Entre as descobertas de Norman, destacam-se três. A primeira é que Mick e Keith foram injustiçado pela polícia britânica. Além de serem acusados em 1966 de porte de drogas por meio de uma droga plantada por um tabloide, a estada deles em duas prisões diferente, ambas reconhecidas pelas condições terríveis, foi traumatizante. “Eles sofreram violência lá dentro”, diz Norman. A segunda diz respeito á onda de violência durante o show do autódromo de Altamont, em 1969. Mick foi culpado de proteger o bando  Hell’s Angels em seus atos de violência, que culminaram no assassinato de um jovem negro  por um integrante do bando enquanto Mick cantava. “Mas ele se portou com coragem, enfrentou os Hell’s Angels e tentou conter a violência naquela noite”, afirma Norman. Por fim, o papel do produtor Andrew Oldham na definição da identidade dos Stones também ganha nova luz. Foi ele que ele criou o clima de rivalidade e oposição entre os Stones e os Beatles. E foi fundamental para ajudar Mick a forjar a sua persona indomável.

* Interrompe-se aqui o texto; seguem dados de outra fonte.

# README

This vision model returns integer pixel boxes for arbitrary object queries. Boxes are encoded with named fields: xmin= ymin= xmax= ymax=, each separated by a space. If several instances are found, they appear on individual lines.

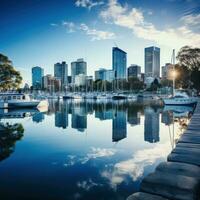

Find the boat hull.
xmin=8 ymin=101 xmax=40 ymax=108
xmin=112 ymin=96 xmax=127 ymax=100
xmin=163 ymin=99 xmax=197 ymax=106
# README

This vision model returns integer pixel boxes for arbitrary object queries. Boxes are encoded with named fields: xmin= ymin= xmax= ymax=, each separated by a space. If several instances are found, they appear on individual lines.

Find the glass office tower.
xmin=54 ymin=61 xmax=68 ymax=90
xmin=145 ymin=46 xmax=160 ymax=78
xmin=71 ymin=58 xmax=87 ymax=83
xmin=112 ymin=47 xmax=127 ymax=79
xmin=32 ymin=66 xmax=44 ymax=89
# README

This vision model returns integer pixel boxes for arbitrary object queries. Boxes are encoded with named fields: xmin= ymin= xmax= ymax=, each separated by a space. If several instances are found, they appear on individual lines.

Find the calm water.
xmin=0 ymin=100 xmax=193 ymax=200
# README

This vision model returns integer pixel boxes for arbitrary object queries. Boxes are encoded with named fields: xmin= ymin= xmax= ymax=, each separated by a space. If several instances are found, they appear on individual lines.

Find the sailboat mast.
xmin=172 ymin=49 xmax=175 ymax=97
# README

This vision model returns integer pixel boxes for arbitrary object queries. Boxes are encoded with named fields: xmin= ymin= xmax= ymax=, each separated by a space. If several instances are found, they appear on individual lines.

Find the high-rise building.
xmin=112 ymin=47 xmax=127 ymax=79
xmin=75 ymin=74 xmax=87 ymax=86
xmin=128 ymin=64 xmax=141 ymax=79
xmin=54 ymin=62 xmax=68 ymax=90
xmin=67 ymin=76 xmax=72 ymax=84
xmin=145 ymin=46 xmax=160 ymax=78
xmin=161 ymin=63 xmax=173 ymax=80
xmin=42 ymin=74 xmax=61 ymax=93
xmin=95 ymin=68 xmax=114 ymax=82
xmin=71 ymin=58 xmax=87 ymax=83
xmin=32 ymin=66 xmax=44 ymax=89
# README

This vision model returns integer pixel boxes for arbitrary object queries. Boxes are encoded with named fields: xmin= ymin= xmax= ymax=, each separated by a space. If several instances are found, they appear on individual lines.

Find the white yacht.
xmin=163 ymin=92 xmax=197 ymax=106
xmin=0 ymin=93 xmax=48 ymax=108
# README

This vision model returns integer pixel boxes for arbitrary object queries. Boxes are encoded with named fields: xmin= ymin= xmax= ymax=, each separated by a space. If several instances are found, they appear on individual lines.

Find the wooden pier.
xmin=127 ymin=100 xmax=200 ymax=200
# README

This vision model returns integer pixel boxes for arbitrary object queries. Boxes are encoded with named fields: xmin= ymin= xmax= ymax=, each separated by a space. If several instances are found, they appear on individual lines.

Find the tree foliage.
xmin=0 ymin=54 xmax=22 ymax=90
xmin=177 ymin=46 xmax=200 ymax=70
xmin=175 ymin=64 xmax=190 ymax=89
xmin=128 ymin=77 xmax=144 ymax=91
xmin=176 ymin=46 xmax=200 ymax=90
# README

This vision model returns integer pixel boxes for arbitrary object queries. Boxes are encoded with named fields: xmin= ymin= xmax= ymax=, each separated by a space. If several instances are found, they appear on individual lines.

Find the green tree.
xmin=0 ymin=54 xmax=22 ymax=90
xmin=174 ymin=64 xmax=190 ymax=89
xmin=147 ymin=78 xmax=161 ymax=91
xmin=128 ymin=77 xmax=144 ymax=91
xmin=177 ymin=46 xmax=200 ymax=90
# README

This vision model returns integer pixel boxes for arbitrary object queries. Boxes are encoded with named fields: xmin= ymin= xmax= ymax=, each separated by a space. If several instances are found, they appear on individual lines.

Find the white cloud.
xmin=180 ymin=13 xmax=200 ymax=28
xmin=50 ymin=23 xmax=58 ymax=27
xmin=63 ymin=147 xmax=116 ymax=167
xmin=77 ymin=179 xmax=101 ymax=191
xmin=53 ymin=21 xmax=115 ymax=41
xmin=101 ymin=142 xmax=171 ymax=190
xmin=81 ymin=147 xmax=116 ymax=163
xmin=62 ymin=21 xmax=76 ymax=33
xmin=99 ymin=0 xmax=200 ymax=48
xmin=80 ymin=23 xmax=116 ymax=41
xmin=75 ymin=0 xmax=104 ymax=10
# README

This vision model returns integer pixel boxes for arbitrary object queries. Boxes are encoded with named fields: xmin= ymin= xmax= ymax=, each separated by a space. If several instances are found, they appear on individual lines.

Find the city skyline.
xmin=1 ymin=0 xmax=200 ymax=85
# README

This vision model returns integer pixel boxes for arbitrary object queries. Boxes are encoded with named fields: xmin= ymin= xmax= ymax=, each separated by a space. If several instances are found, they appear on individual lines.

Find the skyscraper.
xmin=145 ymin=46 xmax=160 ymax=78
xmin=95 ymin=68 xmax=115 ymax=82
xmin=128 ymin=64 xmax=141 ymax=79
xmin=161 ymin=63 xmax=173 ymax=80
xmin=54 ymin=61 xmax=68 ymax=90
xmin=32 ymin=66 xmax=44 ymax=89
xmin=71 ymin=58 xmax=87 ymax=83
xmin=112 ymin=47 xmax=127 ymax=79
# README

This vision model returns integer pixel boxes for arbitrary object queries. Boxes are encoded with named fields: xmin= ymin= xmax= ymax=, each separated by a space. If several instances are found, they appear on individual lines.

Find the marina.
xmin=0 ymin=98 xmax=196 ymax=199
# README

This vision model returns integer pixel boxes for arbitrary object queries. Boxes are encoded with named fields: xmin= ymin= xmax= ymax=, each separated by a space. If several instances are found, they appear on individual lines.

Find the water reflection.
xmin=144 ymin=107 xmax=160 ymax=143
xmin=0 ymin=100 xmax=195 ymax=200
xmin=112 ymin=104 xmax=127 ymax=142
xmin=46 ymin=100 xmax=194 ymax=142
xmin=0 ymin=122 xmax=24 ymax=161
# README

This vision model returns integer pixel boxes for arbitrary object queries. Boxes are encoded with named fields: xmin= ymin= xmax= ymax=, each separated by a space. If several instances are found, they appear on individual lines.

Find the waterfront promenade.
xmin=127 ymin=99 xmax=200 ymax=200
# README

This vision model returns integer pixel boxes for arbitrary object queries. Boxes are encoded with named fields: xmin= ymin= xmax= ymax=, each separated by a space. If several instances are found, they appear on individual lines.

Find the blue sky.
xmin=1 ymin=0 xmax=200 ymax=85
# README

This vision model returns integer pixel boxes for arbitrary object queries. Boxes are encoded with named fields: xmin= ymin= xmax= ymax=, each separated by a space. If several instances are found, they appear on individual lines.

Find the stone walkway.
xmin=127 ymin=100 xmax=200 ymax=200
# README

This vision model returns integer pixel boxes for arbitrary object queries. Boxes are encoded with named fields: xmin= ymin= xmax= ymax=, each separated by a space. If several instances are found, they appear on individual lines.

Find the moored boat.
xmin=112 ymin=93 xmax=127 ymax=100
xmin=163 ymin=92 xmax=197 ymax=106
xmin=0 ymin=93 xmax=48 ymax=108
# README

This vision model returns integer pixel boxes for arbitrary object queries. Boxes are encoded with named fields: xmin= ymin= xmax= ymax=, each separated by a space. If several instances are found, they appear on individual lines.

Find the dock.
xmin=127 ymin=99 xmax=200 ymax=200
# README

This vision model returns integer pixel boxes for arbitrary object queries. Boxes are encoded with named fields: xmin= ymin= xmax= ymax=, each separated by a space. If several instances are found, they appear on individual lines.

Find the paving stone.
xmin=176 ymin=142 xmax=200 ymax=149
xmin=172 ymin=147 xmax=200 ymax=155
xmin=127 ymin=192 xmax=169 ymax=200
xmin=156 ymin=162 xmax=200 ymax=179
xmin=183 ymin=132 xmax=200 ymax=137
xmin=178 ymin=135 xmax=200 ymax=144
xmin=188 ymin=127 xmax=200 ymax=131
xmin=168 ymin=152 xmax=200 ymax=166
xmin=184 ymin=130 xmax=200 ymax=134
xmin=140 ymin=172 xmax=200 ymax=200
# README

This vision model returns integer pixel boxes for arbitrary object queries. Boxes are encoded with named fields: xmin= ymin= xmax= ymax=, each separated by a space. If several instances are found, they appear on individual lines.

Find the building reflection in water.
xmin=144 ymin=107 xmax=160 ymax=143
xmin=128 ymin=111 xmax=141 ymax=126
xmin=43 ymin=100 xmax=168 ymax=143
xmin=161 ymin=111 xmax=173 ymax=125
xmin=71 ymin=101 xmax=87 ymax=132
xmin=95 ymin=102 xmax=114 ymax=120
xmin=112 ymin=103 xmax=127 ymax=142
xmin=55 ymin=101 xmax=68 ymax=129
xmin=32 ymin=112 xmax=45 ymax=123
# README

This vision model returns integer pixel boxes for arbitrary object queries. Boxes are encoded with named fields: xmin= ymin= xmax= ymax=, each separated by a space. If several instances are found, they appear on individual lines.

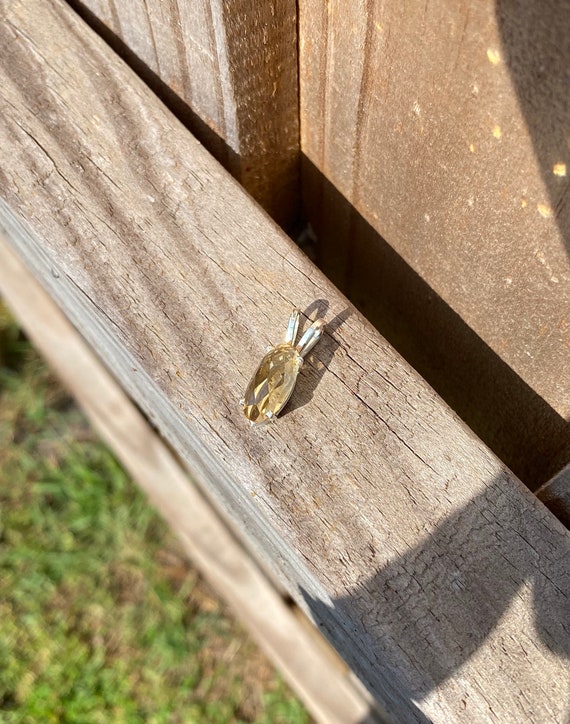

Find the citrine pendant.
xmin=240 ymin=309 xmax=325 ymax=426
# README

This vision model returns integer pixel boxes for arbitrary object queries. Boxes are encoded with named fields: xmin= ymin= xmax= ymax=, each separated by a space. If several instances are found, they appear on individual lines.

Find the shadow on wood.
xmin=285 ymin=303 xmax=352 ymax=416
xmin=537 ymin=465 xmax=570 ymax=530
xmin=496 ymin=0 xmax=570 ymax=520
xmin=302 ymin=155 xmax=570 ymax=491
xmin=301 ymin=473 xmax=570 ymax=720
xmin=496 ymin=0 xmax=570 ymax=266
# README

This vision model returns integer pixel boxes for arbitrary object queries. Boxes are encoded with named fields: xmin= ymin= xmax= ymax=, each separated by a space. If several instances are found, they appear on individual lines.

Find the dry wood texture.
xmin=0 ymin=233 xmax=378 ymax=724
xmin=0 ymin=1 xmax=569 ymax=721
xmin=299 ymin=0 xmax=570 ymax=488
xmin=71 ymin=0 xmax=299 ymax=226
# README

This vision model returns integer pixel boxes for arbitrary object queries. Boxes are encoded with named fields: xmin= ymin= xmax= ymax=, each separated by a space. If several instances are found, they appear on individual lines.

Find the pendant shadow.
xmin=282 ymin=302 xmax=352 ymax=416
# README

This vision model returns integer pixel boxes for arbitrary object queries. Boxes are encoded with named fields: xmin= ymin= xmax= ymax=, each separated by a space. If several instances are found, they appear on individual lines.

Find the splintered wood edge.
xmin=0 ymin=1 xmax=568 ymax=721
xmin=0 ymin=233 xmax=379 ymax=724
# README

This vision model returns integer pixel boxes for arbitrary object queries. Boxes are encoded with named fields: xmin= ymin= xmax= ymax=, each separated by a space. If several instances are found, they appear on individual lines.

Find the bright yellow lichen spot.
xmin=553 ymin=162 xmax=567 ymax=177
xmin=469 ymin=143 xmax=475 ymax=153
xmin=521 ymin=198 xmax=527 ymax=208
xmin=537 ymin=203 xmax=553 ymax=218
xmin=487 ymin=49 xmax=501 ymax=65
xmin=492 ymin=125 xmax=502 ymax=139
xmin=375 ymin=21 xmax=383 ymax=31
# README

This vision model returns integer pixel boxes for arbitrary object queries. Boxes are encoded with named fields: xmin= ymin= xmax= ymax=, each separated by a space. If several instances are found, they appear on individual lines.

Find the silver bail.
xmin=295 ymin=319 xmax=325 ymax=357
xmin=285 ymin=308 xmax=301 ymax=344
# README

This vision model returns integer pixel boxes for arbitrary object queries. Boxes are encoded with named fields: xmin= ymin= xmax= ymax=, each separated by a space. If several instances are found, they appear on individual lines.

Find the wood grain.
xmin=0 ymin=232 xmax=379 ymax=724
xmin=73 ymin=0 xmax=300 ymax=226
xmin=299 ymin=0 xmax=570 ymax=488
xmin=0 ymin=1 xmax=569 ymax=721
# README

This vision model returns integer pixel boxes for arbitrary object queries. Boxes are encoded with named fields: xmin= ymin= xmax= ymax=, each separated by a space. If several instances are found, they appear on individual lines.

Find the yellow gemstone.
xmin=242 ymin=344 xmax=302 ymax=424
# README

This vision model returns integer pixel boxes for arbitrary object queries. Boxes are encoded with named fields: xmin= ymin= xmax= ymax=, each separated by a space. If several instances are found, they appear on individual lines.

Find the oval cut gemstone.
xmin=242 ymin=343 xmax=302 ymax=425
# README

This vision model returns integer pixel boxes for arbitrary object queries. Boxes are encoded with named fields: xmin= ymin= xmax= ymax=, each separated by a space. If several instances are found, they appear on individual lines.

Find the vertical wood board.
xmin=299 ymin=0 xmax=570 ymax=486
xmin=74 ymin=0 xmax=300 ymax=226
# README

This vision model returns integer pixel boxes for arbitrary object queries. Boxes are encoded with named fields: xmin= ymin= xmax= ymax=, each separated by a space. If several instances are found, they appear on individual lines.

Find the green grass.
xmin=0 ymin=303 xmax=309 ymax=723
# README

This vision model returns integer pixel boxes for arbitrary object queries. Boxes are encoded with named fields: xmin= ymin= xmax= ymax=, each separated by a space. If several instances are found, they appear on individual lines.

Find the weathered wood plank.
xmin=71 ymin=0 xmax=299 ymax=226
xmin=0 ymin=2 xmax=568 ymax=721
xmin=299 ymin=0 xmax=570 ymax=488
xmin=0 ymin=232 xmax=379 ymax=724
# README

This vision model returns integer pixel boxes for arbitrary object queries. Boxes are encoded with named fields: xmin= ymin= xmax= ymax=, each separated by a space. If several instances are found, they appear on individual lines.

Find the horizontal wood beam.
xmin=0 ymin=232 xmax=378 ymax=724
xmin=0 ymin=1 xmax=568 ymax=721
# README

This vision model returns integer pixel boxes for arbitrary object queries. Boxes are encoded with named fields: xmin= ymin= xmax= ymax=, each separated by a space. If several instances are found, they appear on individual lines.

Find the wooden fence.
xmin=0 ymin=1 xmax=568 ymax=721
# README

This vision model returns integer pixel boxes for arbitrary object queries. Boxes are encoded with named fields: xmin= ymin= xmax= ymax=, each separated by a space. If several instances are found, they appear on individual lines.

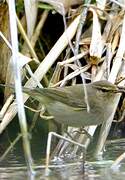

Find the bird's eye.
xmin=96 ymin=87 xmax=108 ymax=93
xmin=101 ymin=88 xmax=108 ymax=93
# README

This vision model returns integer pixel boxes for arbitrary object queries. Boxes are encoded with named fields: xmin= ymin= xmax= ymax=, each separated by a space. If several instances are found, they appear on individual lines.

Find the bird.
xmin=1 ymin=80 xmax=121 ymax=127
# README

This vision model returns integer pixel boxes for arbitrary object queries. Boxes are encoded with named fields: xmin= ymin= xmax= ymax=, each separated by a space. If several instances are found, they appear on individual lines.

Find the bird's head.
xmin=91 ymin=80 xmax=119 ymax=93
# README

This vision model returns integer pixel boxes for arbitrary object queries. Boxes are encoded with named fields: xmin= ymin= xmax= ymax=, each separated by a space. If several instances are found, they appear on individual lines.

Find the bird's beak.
xmin=117 ymin=86 xmax=125 ymax=93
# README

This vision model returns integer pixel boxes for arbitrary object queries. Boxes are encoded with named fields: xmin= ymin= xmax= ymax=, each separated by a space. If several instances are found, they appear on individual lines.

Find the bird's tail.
xmin=0 ymin=83 xmax=36 ymax=95
xmin=0 ymin=83 xmax=48 ymax=104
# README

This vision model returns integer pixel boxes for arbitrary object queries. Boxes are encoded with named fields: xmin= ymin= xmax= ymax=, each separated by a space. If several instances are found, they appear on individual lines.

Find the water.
xmin=0 ymin=135 xmax=125 ymax=180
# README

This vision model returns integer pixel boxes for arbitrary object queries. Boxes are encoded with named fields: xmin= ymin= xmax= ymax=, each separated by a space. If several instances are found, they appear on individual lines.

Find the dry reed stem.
xmin=95 ymin=12 xmax=125 ymax=156
xmin=0 ymin=15 xmax=80 ymax=134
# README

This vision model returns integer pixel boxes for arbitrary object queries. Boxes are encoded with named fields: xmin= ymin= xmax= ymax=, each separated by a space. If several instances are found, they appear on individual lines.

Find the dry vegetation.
xmin=0 ymin=0 xmax=125 ymax=173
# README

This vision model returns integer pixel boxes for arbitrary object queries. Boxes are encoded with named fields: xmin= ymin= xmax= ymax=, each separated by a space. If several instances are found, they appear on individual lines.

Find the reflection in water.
xmin=0 ymin=138 xmax=125 ymax=179
xmin=1 ymin=115 xmax=125 ymax=180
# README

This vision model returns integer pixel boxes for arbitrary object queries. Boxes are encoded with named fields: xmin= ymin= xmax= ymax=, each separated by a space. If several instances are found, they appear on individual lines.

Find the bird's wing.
xmin=35 ymin=86 xmax=87 ymax=109
xmin=0 ymin=83 xmax=88 ymax=109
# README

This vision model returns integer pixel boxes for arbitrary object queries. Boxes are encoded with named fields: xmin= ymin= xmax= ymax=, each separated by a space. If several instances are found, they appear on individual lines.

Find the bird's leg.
xmin=40 ymin=106 xmax=54 ymax=120
xmin=51 ymin=127 xmax=90 ymax=158
xmin=24 ymin=104 xmax=54 ymax=120
xmin=73 ymin=127 xmax=93 ymax=140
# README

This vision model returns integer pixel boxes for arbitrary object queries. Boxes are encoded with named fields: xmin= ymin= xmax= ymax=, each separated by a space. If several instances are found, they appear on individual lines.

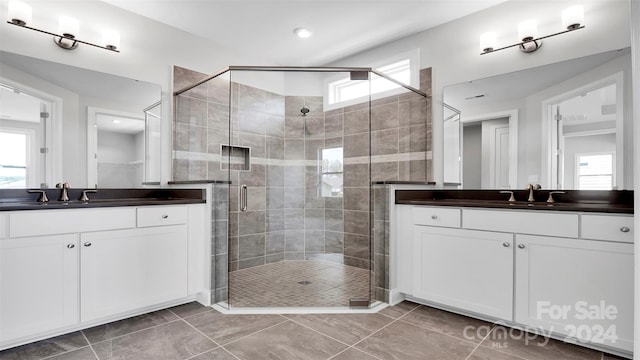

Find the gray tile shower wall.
xmin=173 ymin=66 xmax=432 ymax=304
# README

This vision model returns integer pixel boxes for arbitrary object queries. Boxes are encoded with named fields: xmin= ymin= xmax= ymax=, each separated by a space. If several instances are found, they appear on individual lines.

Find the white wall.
xmin=0 ymin=0 xmax=254 ymax=186
xmin=97 ymin=131 xmax=138 ymax=164
xmin=329 ymin=0 xmax=631 ymax=185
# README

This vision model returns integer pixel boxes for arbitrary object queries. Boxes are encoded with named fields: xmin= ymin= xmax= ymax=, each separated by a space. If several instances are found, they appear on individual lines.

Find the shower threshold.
xmin=211 ymin=301 xmax=387 ymax=315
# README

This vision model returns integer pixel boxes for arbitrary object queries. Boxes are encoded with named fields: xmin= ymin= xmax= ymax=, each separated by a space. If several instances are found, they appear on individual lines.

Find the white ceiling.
xmin=101 ymin=0 xmax=508 ymax=66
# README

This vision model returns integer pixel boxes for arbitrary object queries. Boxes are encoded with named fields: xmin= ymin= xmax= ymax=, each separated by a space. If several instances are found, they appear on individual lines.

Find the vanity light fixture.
xmin=480 ymin=5 xmax=584 ymax=55
xmin=6 ymin=0 xmax=120 ymax=53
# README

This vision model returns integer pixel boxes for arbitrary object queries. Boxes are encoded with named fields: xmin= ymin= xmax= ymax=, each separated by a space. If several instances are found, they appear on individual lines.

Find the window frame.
xmin=319 ymin=146 xmax=344 ymax=198
xmin=0 ymin=127 xmax=36 ymax=188
xmin=323 ymin=49 xmax=420 ymax=111
xmin=574 ymin=151 xmax=616 ymax=190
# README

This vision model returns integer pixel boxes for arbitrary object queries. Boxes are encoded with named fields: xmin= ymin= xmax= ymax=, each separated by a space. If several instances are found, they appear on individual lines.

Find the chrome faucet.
xmin=500 ymin=190 xmax=516 ymax=202
xmin=27 ymin=189 xmax=49 ymax=203
xmin=546 ymin=191 xmax=566 ymax=203
xmin=56 ymin=182 xmax=70 ymax=202
xmin=80 ymin=189 xmax=98 ymax=202
xmin=526 ymin=183 xmax=541 ymax=202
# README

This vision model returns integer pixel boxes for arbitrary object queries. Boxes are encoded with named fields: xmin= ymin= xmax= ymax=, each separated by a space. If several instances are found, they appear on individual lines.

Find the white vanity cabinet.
xmin=0 ymin=203 xmax=206 ymax=350
xmin=412 ymin=226 xmax=514 ymax=319
xmin=81 ymin=225 xmax=188 ymax=322
xmin=0 ymin=234 xmax=79 ymax=342
xmin=514 ymin=234 xmax=634 ymax=352
xmin=395 ymin=204 xmax=634 ymax=355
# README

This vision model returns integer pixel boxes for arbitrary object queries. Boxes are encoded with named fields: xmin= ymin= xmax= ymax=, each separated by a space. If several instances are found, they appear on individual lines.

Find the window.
xmin=321 ymin=147 xmax=343 ymax=197
xmin=0 ymin=131 xmax=28 ymax=188
xmin=324 ymin=49 xmax=420 ymax=110
xmin=576 ymin=153 xmax=614 ymax=190
xmin=328 ymin=59 xmax=411 ymax=105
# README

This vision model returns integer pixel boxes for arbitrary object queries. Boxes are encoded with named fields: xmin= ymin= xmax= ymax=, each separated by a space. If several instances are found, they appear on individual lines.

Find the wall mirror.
xmin=0 ymin=51 xmax=161 ymax=189
xmin=443 ymin=48 xmax=632 ymax=190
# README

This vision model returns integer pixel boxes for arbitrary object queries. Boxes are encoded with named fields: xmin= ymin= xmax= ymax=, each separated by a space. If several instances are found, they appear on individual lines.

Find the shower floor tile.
xmin=228 ymin=260 xmax=370 ymax=308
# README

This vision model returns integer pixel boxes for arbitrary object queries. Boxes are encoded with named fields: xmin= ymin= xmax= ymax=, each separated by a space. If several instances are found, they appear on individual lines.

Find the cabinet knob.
xmin=517 ymin=244 xmax=526 ymax=249
xmin=431 ymin=215 xmax=438 ymax=220
xmin=502 ymin=242 xmax=510 ymax=247
xmin=620 ymin=226 xmax=630 ymax=233
xmin=84 ymin=242 xmax=92 ymax=247
xmin=162 ymin=214 xmax=169 ymax=219
xmin=67 ymin=243 xmax=75 ymax=249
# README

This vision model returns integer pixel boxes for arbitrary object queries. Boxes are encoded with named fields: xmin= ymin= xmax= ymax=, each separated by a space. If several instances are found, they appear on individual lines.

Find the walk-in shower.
xmin=174 ymin=66 xmax=430 ymax=310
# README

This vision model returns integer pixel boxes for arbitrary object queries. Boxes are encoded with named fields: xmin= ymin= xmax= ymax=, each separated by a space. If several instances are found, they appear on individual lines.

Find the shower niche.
xmin=173 ymin=66 xmax=431 ymax=310
xmin=221 ymin=145 xmax=250 ymax=171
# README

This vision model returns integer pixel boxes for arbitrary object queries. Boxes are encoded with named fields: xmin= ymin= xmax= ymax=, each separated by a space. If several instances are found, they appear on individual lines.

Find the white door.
xmin=514 ymin=234 xmax=634 ymax=352
xmin=412 ymin=226 xmax=514 ymax=319
xmin=481 ymin=119 xmax=510 ymax=188
xmin=0 ymin=235 xmax=79 ymax=344
xmin=492 ymin=126 xmax=510 ymax=188
xmin=80 ymin=225 xmax=188 ymax=322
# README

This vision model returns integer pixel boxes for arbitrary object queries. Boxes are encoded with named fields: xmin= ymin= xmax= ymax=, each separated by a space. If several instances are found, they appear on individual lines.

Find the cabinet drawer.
xmin=9 ymin=208 xmax=136 ymax=237
xmin=581 ymin=214 xmax=633 ymax=243
xmin=137 ymin=206 xmax=187 ymax=227
xmin=463 ymin=209 xmax=578 ymax=238
xmin=412 ymin=206 xmax=461 ymax=228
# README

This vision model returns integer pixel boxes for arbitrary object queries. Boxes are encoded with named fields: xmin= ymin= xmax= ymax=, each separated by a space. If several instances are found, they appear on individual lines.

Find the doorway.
xmin=87 ymin=107 xmax=145 ymax=188
xmin=459 ymin=109 xmax=518 ymax=189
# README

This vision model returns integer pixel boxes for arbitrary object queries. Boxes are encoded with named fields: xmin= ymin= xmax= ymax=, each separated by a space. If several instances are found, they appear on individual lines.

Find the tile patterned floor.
xmin=0 ymin=301 xmax=627 ymax=360
xmin=228 ymin=261 xmax=370 ymax=308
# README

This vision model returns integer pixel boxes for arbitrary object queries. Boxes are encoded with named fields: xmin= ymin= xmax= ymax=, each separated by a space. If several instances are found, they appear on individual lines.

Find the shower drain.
xmin=297 ymin=280 xmax=312 ymax=285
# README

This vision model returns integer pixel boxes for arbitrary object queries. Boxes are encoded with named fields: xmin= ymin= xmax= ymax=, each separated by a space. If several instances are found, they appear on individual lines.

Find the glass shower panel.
xmin=227 ymin=69 xmax=373 ymax=308
xmin=144 ymin=101 xmax=161 ymax=184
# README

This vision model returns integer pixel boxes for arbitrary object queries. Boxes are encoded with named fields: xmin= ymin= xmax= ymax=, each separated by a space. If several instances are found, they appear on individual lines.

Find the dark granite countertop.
xmin=0 ymin=188 xmax=205 ymax=212
xmin=168 ymin=180 xmax=231 ymax=185
xmin=395 ymin=189 xmax=633 ymax=214
xmin=372 ymin=181 xmax=437 ymax=185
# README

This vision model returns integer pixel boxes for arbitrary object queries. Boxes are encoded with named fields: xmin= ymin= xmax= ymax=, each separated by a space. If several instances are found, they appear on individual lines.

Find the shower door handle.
xmin=240 ymin=184 xmax=248 ymax=212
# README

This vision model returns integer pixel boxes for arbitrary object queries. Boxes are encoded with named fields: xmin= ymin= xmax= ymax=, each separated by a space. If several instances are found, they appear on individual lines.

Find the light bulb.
xmin=562 ymin=5 xmax=584 ymax=30
xmin=480 ymin=32 xmax=496 ymax=53
xmin=103 ymin=29 xmax=120 ymax=50
xmin=59 ymin=16 xmax=79 ymax=38
xmin=518 ymin=19 xmax=538 ymax=42
xmin=8 ymin=0 xmax=32 ymax=26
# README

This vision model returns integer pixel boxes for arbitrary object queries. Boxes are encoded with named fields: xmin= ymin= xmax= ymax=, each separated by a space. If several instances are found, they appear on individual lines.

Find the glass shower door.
xmin=227 ymin=69 xmax=372 ymax=309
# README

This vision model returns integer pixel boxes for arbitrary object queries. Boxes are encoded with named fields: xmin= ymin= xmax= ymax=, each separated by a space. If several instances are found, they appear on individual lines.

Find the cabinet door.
xmin=80 ymin=225 xmax=188 ymax=322
xmin=412 ymin=226 xmax=513 ymax=319
xmin=515 ymin=235 xmax=633 ymax=352
xmin=0 ymin=235 xmax=79 ymax=344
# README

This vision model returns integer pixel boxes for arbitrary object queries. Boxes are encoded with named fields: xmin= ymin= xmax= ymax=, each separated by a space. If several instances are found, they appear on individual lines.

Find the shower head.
xmin=300 ymin=106 xmax=310 ymax=117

Lançada em outubro no Reino Unido, a biografia obteve boas resenhas, embora alguns críticos tenham dizo que Norman fez um retrato positivo demais de Jagger. “Ele não se manifestou”, diz Norman. “Mick se comporta como um membro da família real britânica. Nunca responde a pedidos de entrevistas, não se manifesta e finge não se lembrar de nada do passado. Como disse o baterista dos Stones Charlie Watts, Mick não pensa no presente e no passado. Só no futuro. Ele continua o mesmo.